To maintain the fresh feel of the newly opened space, they started with clean white walls (Benjamin Moore’s Cloud White, to be exact) and refinished the wooden floors that run seamlessly throughout the main level. The construction team pulled up and stripped the original flooring, adding new wood to fill in gaps and staining it to match. Instead of tearing down the crumbling mantel, the team restored it using a traditional rope-style mortar detail to pull its Ontario fieldstones back together. “Why would you get rid of this?” he says.
The only entirely new space is the kitchen which bumps out to the north and looks like a conservatory from the outside. There are no upper cabinets and the greater part of three walls are all black-framed windows – even behind the six-burner stove.
“The windows were totally important,” he says. “Because it took three years to start the building process, we had time to think about the views, structure and layout.”
While there was plenty of room for a kitchen island, “they didn’t fall back on clichéd patterns,” as Harry puts it. Instead a handsome black oak library table bought on Kijiji beckons visitors to sit and linger.
Elsewhere, the updated space – about 1,400 square feet on the main floor and 900 on the second (with a small bedroom in the basement) – reads as equally spare, without being showroom sterile.
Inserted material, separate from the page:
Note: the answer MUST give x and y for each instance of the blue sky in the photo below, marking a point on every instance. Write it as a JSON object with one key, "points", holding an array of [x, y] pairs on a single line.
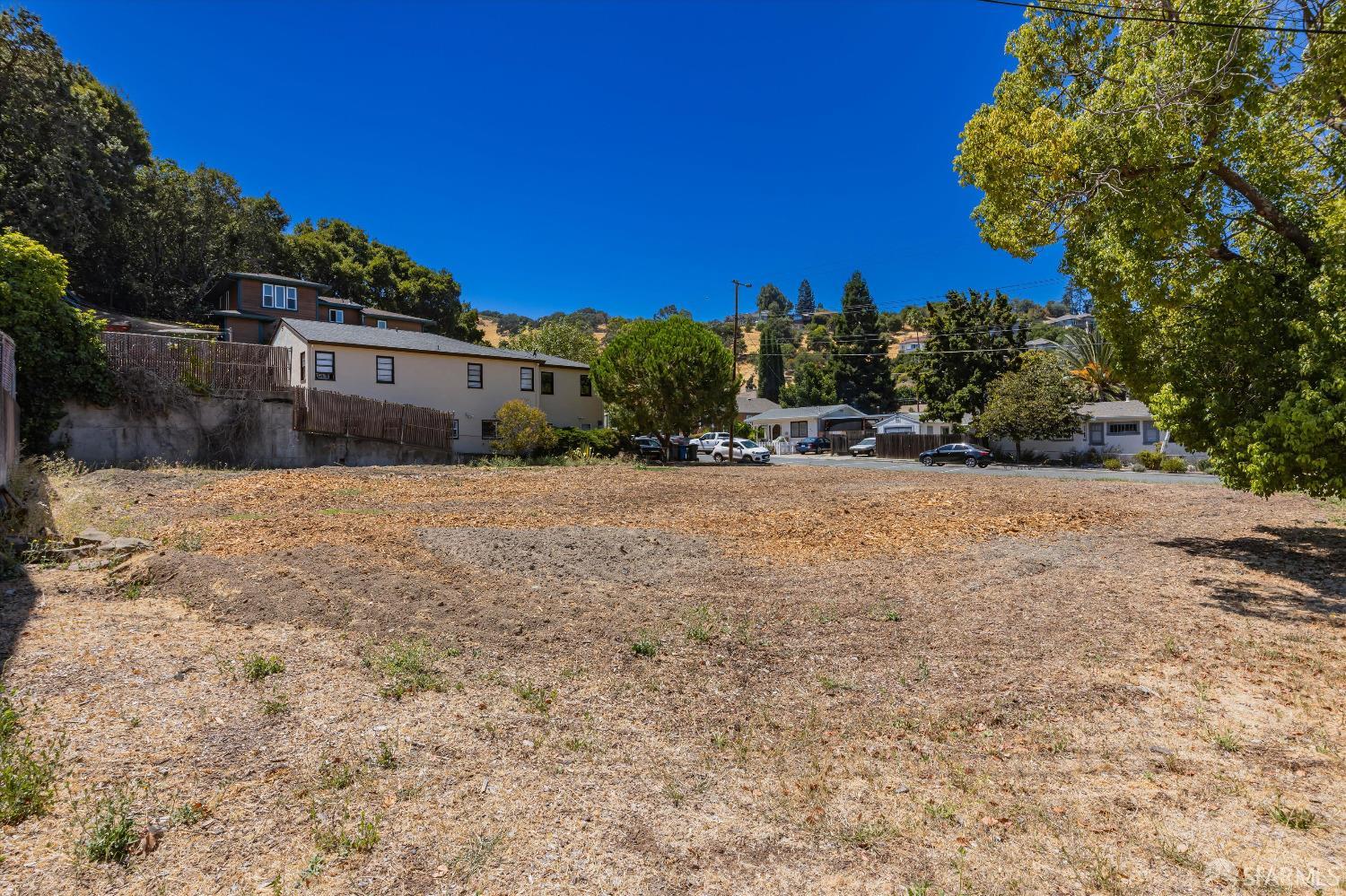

In the dining room, for instance, the simple vintage Dutch school chairs around the table are counterpoint to a Victorian sideboard and two huge black and white pieces by American painter and graphic designer Robert Rauschenberg. Around the corner, a large 16th-century oil painting features a little girl pointing toward the kitchen.
The wins aren’t all visual – some are about touch. The deep-red screened porch doors, for example, are sized up to match new high ceilings, but they are lightweight “old slammers,” as Harry calls them, reminiscent of long-ago childhood summers. “Harry was great on details like that,” the owner notes appreciatively.
Harry credits the savvy, sensitive local tradespeople as instrumental on that count. Contractor Paul Janssen of JDC Custom Homes in Melancthon headed up the project, which also included Erin cabinetmaker Glenn Nelson who made the sleek kitchen cupboards. “Renovations are ten times harder than new builds, simply for the surgical skill set required to not compromise the building and to add something which heightens the good vibe of the original,” says Harry.
A new chapter
The couple remain inspired by the history of the property and are busy layering on their own chapter. Their kids are away at university, but the pair dabble in ski racing at the club, hiking and long-distance cycling, hosting a large group during an annual fall ride.
The family who built and owned the house for many years gave them a watercolour of it, now displayed in the downstairs powder room. They were also given a 1950s black and white photo of a group of Caledon Ski Club friends posing outside the house on a summer day. They recreated the photo with biking pals last fall, substituting bike helmets and spandex for the ’50s shirtsleeves and pleated pants. “I like the fact the house has been used for decades by people enjoying Caledon,” he says. “We’ve fallen in love with the area.”
As we finish up an outdoor tour, he stands in the laneway he biked by five years earlier, only now the house before him is all straight lines, fresh stucco and new cedar shakes. On the front lawn though, the original moss-covered stone steps are pitching even more to the right than they did on that long-ago day. For this duo, though, the steps speak of time’s passage and will not be remade.
“I love the patina,” he says. “I don’t want perfection.”